On International Human Rights Day, Penal Reform International in Central Asia – in cooperation with the Committee on Legislation, Judicial and Legal Reform of the Majilis of the Parliament of Kazakhstan, Embassy of the Republic of South Africa in the Republic of Kazakhstan, Regional Office of the UN High Commissioner for Human Rights, and Public Monitoring Commissions of Kazakhstan – is holding a roundtable devoted to the implementation of innovations in treatment of prisoners and further reform of the prison system.
Following four years of negotiation by states, a revised version of the UN Standard Minimum Rules for the Treatment of Prisoners has been tabled for final adoption by the UN General Assembly. The next key step is for national laws and policies to be reviewed and updated in line with these standards as well.

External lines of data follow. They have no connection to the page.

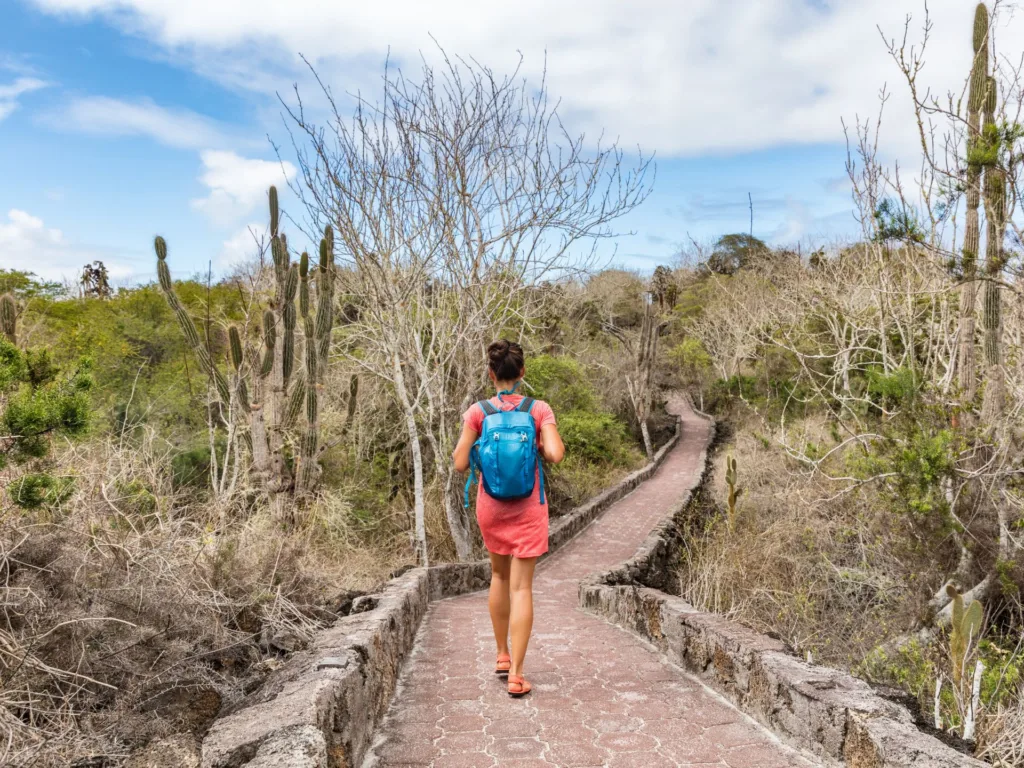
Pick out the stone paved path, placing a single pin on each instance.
(601, 696)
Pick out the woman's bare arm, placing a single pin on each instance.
(552, 448)
(466, 440)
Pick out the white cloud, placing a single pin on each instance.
(678, 77)
(112, 117)
(28, 244)
(237, 184)
(10, 93)
(241, 247)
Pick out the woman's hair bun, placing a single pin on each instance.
(506, 359)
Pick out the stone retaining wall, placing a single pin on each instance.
(321, 708)
(815, 709)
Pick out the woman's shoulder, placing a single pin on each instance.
(543, 411)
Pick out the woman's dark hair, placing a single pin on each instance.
(506, 359)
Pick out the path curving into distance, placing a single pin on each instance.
(601, 696)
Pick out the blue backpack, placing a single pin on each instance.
(506, 454)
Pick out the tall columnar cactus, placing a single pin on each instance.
(995, 217)
(972, 230)
(271, 379)
(202, 351)
(730, 480)
(965, 633)
(8, 317)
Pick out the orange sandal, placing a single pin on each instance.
(518, 686)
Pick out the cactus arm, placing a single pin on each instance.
(8, 317)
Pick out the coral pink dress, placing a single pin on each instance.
(517, 527)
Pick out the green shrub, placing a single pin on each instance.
(190, 469)
(561, 382)
(12, 368)
(44, 403)
(597, 437)
(40, 489)
(896, 388)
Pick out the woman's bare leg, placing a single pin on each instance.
(521, 616)
(498, 599)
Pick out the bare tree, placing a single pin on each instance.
(454, 199)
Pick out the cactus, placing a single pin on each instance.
(203, 353)
(964, 634)
(317, 343)
(730, 480)
(8, 317)
(353, 392)
(269, 377)
(972, 230)
(995, 217)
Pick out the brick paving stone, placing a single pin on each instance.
(574, 754)
(601, 696)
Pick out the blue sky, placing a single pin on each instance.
(122, 119)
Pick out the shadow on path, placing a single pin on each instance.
(601, 696)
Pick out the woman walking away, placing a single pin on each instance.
(504, 439)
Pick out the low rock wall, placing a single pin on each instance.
(818, 710)
(321, 708)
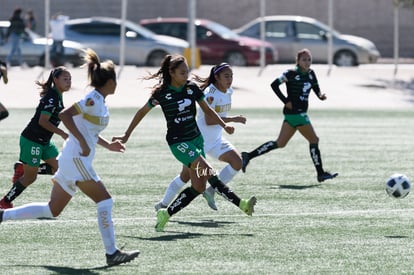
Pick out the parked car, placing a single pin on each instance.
(142, 47)
(292, 33)
(33, 47)
(216, 42)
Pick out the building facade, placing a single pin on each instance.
(372, 19)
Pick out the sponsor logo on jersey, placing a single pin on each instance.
(182, 104)
(90, 102)
(210, 100)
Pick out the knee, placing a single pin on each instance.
(280, 143)
(4, 114)
(236, 164)
(314, 140)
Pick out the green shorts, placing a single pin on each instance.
(31, 152)
(297, 120)
(187, 152)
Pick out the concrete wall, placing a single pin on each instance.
(372, 19)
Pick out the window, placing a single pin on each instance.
(279, 29)
(97, 29)
(308, 31)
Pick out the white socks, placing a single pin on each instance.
(106, 226)
(172, 190)
(227, 174)
(28, 211)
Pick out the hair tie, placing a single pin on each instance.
(221, 67)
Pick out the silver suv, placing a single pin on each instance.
(142, 47)
(289, 33)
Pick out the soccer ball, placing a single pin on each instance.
(398, 186)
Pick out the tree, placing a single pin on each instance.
(404, 3)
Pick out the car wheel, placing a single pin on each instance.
(236, 59)
(155, 58)
(345, 58)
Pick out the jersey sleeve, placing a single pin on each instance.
(275, 86)
(315, 84)
(48, 104)
(198, 93)
(209, 97)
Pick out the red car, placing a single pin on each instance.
(216, 42)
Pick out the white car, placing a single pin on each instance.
(142, 47)
(289, 34)
(33, 47)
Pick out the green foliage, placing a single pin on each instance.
(347, 225)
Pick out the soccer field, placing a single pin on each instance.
(348, 225)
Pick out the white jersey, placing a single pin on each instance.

The new Rules are to be known as the ‘Nelson Mandela Rules’ in honour of Nelson Mandela, first black president of South Africa, Nobel Prize winner, and human rights activist who spent 27 years in prison, and the first eighteen years in solitary confinement. The Rules reflect his legacy as a great defender of human rights, equality and democracy.
‘The revised Standard Minimum Rules take into account the latest scientific developments and good practices in the field of corrections. The Rules emphasise the principle of humane treatment of persons deprived of their liberty, contain an absolute prohibition of torture and other cruel, inhuman and degrading treatment, and a prohibition of indefinite and prolonged confinement of prisoners in isolation’, said Ms. Alison Hannah, Executive Director of Penal Reform International (United Kingdom).
‘The Standard Minimum Rules were first adopted in 1955. The revised version, the development of which Penal Reform International has supported over the last four years, contain some significant changes. This document amends nine areas of these minimum standards, in particular, conditions of detention, healthcare, investigation of deaths in custody, disciplinary measures and solitary confinement, increasing professionalism of prison staff and independent inspections’, said Azamat Shambilov, Regional Director of Penal Reform International in Central Asia.
In anticipation of the adoption of the ‘Nelson Mandela Rules’ this December, participants of the roundtable will discuss amendments made and how they can implemented in the national legislation and practice of the penitentiary system in Kazakhstan.